Siena
Falsi avvisi del Ministero, occhi ai ladri
Sembra una vera comunicazione del Ministero, con tanto di logo ufficiale, e invece sono truffe e raggiri per permettere ai topi di appartamento di svaligiare indisturbati le case. Sul territorio, sia nel capoluogo che in numerosi comuni della provincia, stanno comparendo avvisi affissi ai portoni delle abitazioni con cui si preannuncia un controllo della residenza e la richiesta di accesso agli appartamenti. Si tratta di una truffa: nessun ufficio comunale né altre autorità hanno disposto verifiche domiciliari di questo tipo. E si paventano anche multe e perfino l'arresto in caso di inosservanza delle prescrizioni.

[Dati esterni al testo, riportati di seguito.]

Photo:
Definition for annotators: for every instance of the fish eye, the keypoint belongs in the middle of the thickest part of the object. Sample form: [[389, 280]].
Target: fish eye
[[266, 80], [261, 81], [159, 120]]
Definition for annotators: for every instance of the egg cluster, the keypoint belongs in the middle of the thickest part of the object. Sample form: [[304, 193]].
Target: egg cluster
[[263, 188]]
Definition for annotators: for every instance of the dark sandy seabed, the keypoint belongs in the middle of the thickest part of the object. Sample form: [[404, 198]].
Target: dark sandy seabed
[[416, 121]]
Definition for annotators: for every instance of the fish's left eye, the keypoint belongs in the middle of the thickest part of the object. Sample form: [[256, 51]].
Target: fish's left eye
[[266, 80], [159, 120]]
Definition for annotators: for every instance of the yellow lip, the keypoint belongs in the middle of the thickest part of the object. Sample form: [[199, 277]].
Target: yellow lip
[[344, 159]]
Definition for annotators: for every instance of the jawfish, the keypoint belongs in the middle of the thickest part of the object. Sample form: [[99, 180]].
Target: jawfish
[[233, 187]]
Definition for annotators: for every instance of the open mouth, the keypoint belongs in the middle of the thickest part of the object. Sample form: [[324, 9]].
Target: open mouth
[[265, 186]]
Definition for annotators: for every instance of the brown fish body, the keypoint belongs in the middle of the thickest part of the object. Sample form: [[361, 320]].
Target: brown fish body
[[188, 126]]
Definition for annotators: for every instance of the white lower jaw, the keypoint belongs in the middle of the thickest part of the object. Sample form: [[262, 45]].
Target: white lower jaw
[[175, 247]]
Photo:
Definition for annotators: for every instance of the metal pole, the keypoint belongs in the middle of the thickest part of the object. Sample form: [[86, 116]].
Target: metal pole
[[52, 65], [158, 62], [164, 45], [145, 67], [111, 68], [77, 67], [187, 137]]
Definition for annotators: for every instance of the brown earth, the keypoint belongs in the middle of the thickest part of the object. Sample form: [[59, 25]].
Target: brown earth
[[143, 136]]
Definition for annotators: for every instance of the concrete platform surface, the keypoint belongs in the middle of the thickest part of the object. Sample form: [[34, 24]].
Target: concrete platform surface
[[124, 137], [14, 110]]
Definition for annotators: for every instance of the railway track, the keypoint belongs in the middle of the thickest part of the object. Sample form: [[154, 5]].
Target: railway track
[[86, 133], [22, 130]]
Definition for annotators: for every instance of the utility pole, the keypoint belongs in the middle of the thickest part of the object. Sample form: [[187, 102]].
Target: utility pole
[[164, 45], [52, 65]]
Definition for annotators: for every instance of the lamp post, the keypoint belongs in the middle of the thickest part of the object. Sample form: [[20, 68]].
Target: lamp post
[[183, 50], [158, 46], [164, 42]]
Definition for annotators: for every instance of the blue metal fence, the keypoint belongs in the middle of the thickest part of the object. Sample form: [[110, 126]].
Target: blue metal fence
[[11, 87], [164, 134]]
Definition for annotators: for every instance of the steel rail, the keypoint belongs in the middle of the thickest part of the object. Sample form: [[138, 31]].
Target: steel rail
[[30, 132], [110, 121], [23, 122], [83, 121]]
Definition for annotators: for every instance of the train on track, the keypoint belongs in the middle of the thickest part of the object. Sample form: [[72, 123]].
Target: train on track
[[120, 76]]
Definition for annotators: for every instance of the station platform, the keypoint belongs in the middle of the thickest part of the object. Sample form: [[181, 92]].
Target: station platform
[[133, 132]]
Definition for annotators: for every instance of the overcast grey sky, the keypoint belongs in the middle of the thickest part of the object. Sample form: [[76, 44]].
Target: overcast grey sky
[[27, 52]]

Ecco come si presenta il falso avviso
In queste ore sono numerose le amministrazioni comunali che stanno rilanciando l'allarme per sensibilizzare la popolazione. Non è la prima volta che tali avvisi compaiono alle porte, con i malviventi che le studiano davvero tutte ciclicamente per poter colpire e scappare con la refurtiva. "Invitiamo tutti i cittadini - scrive ad esempio il Comune di Casole d'Elsa sui propri canali social - a non aprire la porta a sconosciuti che si presentino con queste motivazioni, non fornire dati personali e segnalare immediatamente situazioni sospette alle Forze dell'Ordine. La collaborazione di tutti è fondamentale per tutelare la sicurezza della comunità".
Furti nelle case, come difendersi: consigli e misure
La prima azione è rinforzare la sicurezza domestica inizia con misure semplici e low-cost, accessibili a tutti. Installate serrature antimanomissione e serramenti certificati: scegliete modelli con cilindro europeo di classe alta e vetri antisfondamento per finestre e porte-finestre. Adottate un sistema di videosorveglianza: telecamere visibili con registrazione 24/7 scoraggiano i ladri, mentre quelle con sensori di movimento inviano alert in tempo reale sullo smartphone. Create l'illusione di presenza: usate timer per luci e radio, lasciando porte visibili socchiuse o finestre illuminate anche di notte. Queste azioni riduccono il rischio del 70-80% secondo esperti di sicurezza.
Per una protezione più robusta, integrate tecnologie moderne senza necessariamente spendere fortune. Allarmi antifurto professionali: con sirena, sensori volumetrici e collegamento alla centrale operativa, permettono intervento rapido delle forze dell'ordine. Citofoni con videocitofonia e domotica: controllate accessi da remoto e integrate con app per monitorare consumi energetici anomali, segnale di intrusione. Illuminazione smart e sensori perimetrali: luci a LED con rilevamento movimento illuminano il giardino, rendendo invisibili i ladri.